In 2017, LinkedIn sent a cease-and-desist to hiQ that they had violated the 1986 Computer Fraud and Abuse Act (CFAA). This act is vaguely written for a time when the internet was not widespread. It makes it illegal to access a “protected computer” without or in excess of “authorization”. There are a lot of things that can be interpreted from this, including possibly web scraping.
hiQ then sued LinkedIn in order to have their scraping activities declared as not hacking but also sought an order banning LinkedIn from interfering. They won an injunction preventing LinkedIn from blacklisting them from their site with technical tools in 2017. The ruling on Monday upholds the injunction and found scraping publicly available data does not violate the CFAA.
Circuit Judge Marsha Berzon wrote in the ruling:
Affirming the district court’s grant of the preliminary injunction in favor of hiQ, the panel concluded that hiQ established a likelihood of irreparable harm because the survival of its business was threatened.

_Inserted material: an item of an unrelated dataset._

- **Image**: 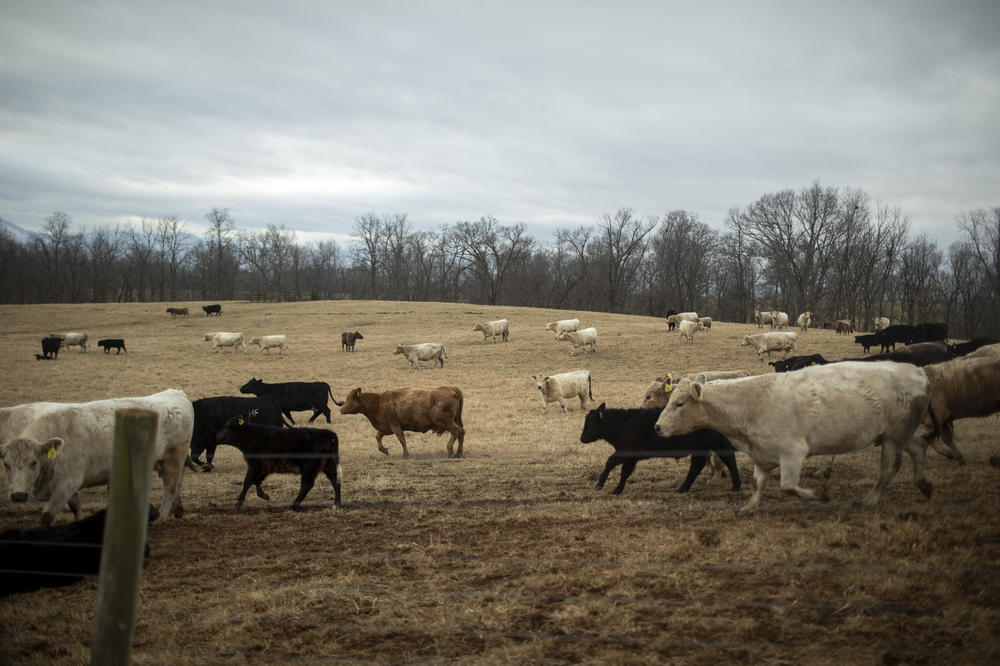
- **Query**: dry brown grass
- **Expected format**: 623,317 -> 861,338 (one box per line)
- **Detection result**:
1,300 -> 999,664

The panel held that the district court did not abuse its discretion in balancing the equities and concluding that, even if some LinkedIn users retain some privacy interests in their information notwithstanding their decision to make their profiles public, those interests did not outweigh hiQ’s interest in continuing its business. Thus, the balance of hardships tipped decidedly in favor of hiQ.
It was also noted that none of the computers for which the CFAA applied were accessible to the general public. The difference here is that what hiQ is scraping are public LinkedIn profiles that the users are intending to be available to anyone with an internet connection.
Judge Berzon expands on this as well. Most (all?) profiles at LinkedIn are not accessible unless you are logged into LinkedIn. Regardless, the 9th Circuit Court didn’t care.
LinkedIn invokes an interest in preventing “free riders” from using profiles posted on its platform. But LinkedIn has no protected property interest in the data contributed by its users, as the users retain ownership over their profiles. And as to the publicly available profiles, the users quite evidently intend them to be accessed by others, including for commercial purposes—for example, by employers seeking to hire individuals with certain credentials. Of course, LinkedIn could satisfy its “free rider” concern by eliminating the public access option, albeit at a cost to the preferences of many users and, possibly, to its own bottom line.
“…LinkedIn has not protected property interest in the data contributed by its users, as the users retain ownership over their profiles.” Ouch. Take that LinkedIn.
The court did say that if LinkedIn really wanted to stop the web scraping, “…by eliminating the public access option, albeit at a cost to the preferences of many users and, possibly, to its own bottom line.”